Mi amigo Perico Pastor envió esta carta un poco antes de la estampida vacacional. Sigue siendo actualísima por dos razones: una, jueces y fiscales se empeñan en llevar a juicio a los autores de la famosa portada de El Jueves; dos, lo que está bien dicho está bien dicho antes, durante y después. Tampoco vamos tan sobrados de opiniones sensatas como la de Perico , que si por mi fuera sería texto complementario de la asignatura de Educación para la Ciudadanía, y de obligado conocimiento para los objetores de la misma.

Esto no es un carta de solidaridad con El Jueves.

Los abajo firmantes, dibujantes, escritores, locutores, trabajadores varios de la cultura y la comunicación, y, por qué no, algún que otro jurista, queremos expresar nuestra preocupación por los argumentos que han llevado al Juez Del Olmo a ordenar el secuestro del último ejemplar de la revista El Jueves, a instancias del Fiscal Jefe de la Audiencia Nacional, Sr. Javier Zaragoza, y del Fiscal General del Estado, Sr. Conde-Pumpido. Confiados en que nuestra Constitución defiende tanto la libertad de expresión como la dignidad de la Corona, no vamos a sumarnos al coro de voces ultrajadas que se han alzado para defender a una y/o a otra. No.

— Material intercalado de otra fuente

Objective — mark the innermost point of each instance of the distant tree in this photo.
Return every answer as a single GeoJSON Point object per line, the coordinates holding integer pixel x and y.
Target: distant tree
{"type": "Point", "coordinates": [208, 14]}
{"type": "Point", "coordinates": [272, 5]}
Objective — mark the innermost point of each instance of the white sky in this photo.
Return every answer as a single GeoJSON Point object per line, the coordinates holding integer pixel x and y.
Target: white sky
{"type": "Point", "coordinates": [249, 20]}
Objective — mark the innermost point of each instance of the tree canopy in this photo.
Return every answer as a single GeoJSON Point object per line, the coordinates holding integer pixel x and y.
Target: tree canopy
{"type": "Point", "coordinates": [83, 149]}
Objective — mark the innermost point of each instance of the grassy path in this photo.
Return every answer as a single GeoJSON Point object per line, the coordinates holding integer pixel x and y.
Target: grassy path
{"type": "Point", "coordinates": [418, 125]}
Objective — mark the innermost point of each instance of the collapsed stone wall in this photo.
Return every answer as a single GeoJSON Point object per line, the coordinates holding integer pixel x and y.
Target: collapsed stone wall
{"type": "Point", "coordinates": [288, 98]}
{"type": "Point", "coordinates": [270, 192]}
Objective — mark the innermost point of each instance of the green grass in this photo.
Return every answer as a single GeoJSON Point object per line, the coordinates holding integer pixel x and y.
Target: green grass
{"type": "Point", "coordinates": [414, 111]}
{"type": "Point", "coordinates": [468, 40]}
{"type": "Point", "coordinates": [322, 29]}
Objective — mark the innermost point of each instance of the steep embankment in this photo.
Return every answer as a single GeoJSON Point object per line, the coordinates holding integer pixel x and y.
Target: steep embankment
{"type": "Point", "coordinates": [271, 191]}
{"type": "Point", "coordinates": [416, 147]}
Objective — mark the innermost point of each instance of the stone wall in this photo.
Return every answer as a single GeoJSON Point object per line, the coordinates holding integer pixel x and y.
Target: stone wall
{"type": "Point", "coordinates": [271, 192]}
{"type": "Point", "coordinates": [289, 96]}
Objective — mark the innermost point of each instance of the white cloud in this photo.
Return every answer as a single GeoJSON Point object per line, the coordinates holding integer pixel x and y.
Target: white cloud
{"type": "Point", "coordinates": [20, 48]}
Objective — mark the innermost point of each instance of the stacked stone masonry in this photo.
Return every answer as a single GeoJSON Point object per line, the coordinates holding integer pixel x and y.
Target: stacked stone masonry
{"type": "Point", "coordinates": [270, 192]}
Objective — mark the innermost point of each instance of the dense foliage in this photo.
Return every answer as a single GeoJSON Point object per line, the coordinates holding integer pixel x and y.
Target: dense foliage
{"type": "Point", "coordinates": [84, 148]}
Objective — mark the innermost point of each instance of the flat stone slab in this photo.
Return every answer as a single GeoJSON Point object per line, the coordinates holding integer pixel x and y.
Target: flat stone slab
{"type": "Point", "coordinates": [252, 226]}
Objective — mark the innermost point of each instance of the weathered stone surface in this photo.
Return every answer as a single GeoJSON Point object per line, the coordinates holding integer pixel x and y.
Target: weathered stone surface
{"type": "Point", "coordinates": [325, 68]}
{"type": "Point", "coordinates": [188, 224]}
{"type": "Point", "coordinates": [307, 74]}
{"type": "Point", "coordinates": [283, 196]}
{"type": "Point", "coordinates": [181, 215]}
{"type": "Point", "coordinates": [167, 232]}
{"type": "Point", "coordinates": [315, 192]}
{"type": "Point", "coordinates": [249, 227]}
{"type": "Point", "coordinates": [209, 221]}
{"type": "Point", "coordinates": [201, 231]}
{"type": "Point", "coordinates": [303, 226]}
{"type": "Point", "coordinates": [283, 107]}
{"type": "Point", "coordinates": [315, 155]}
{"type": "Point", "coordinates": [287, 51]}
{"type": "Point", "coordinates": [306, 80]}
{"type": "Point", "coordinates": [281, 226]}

Lo que nos preocupa es que tres sesudos varones, adultos, que además ejercen puestos de máxima responsabilidad en la ordenación legal de nuestro país, declaren que la postura amatoria ilustrada en la portada de El Jueves secuestrado, es (sic) “claramente denigrante, y objetivamente infamante”. Hombre, no.

Los abajo firmantes, ciudadanos de todos los sexos y opciones sexuales que también protege la Constitución, confesamos sin sonrojo que hemos gozado y estamos dispuestos a gozar de la mentada postura siempre que la ocasión y la pareja lo requieran, y nos ofende y nos duele la calificación del juez y los fiscales. No tenemos nada en contra de posturas más tradicionales, que también practicamos y practicaremos mientras el cuerpo lo pida y aguante. Por otra parte, si bien los Srs. Del Olmo, Conde Pumpido y Zaragoza son muy dueños de no practicar la mencionada postura, que tantas satisfacciones, y algunas risas, nos ha proporcionado, no debieran permitir que su ardor misionero les hiciera extralimitarse en sus funciones, e inmiscuirse en la intimidad de los demás.

Don Felipe y Doña Leticia son una pareja claramente enamorada, y han engendrado dos hijos. El Jueves no pretende calificar el cómo. ¿El Juez Del Olmo si? Reléase el Cantar de los Cantares, antes de precipitarse a hablar de vejaciones e infamias.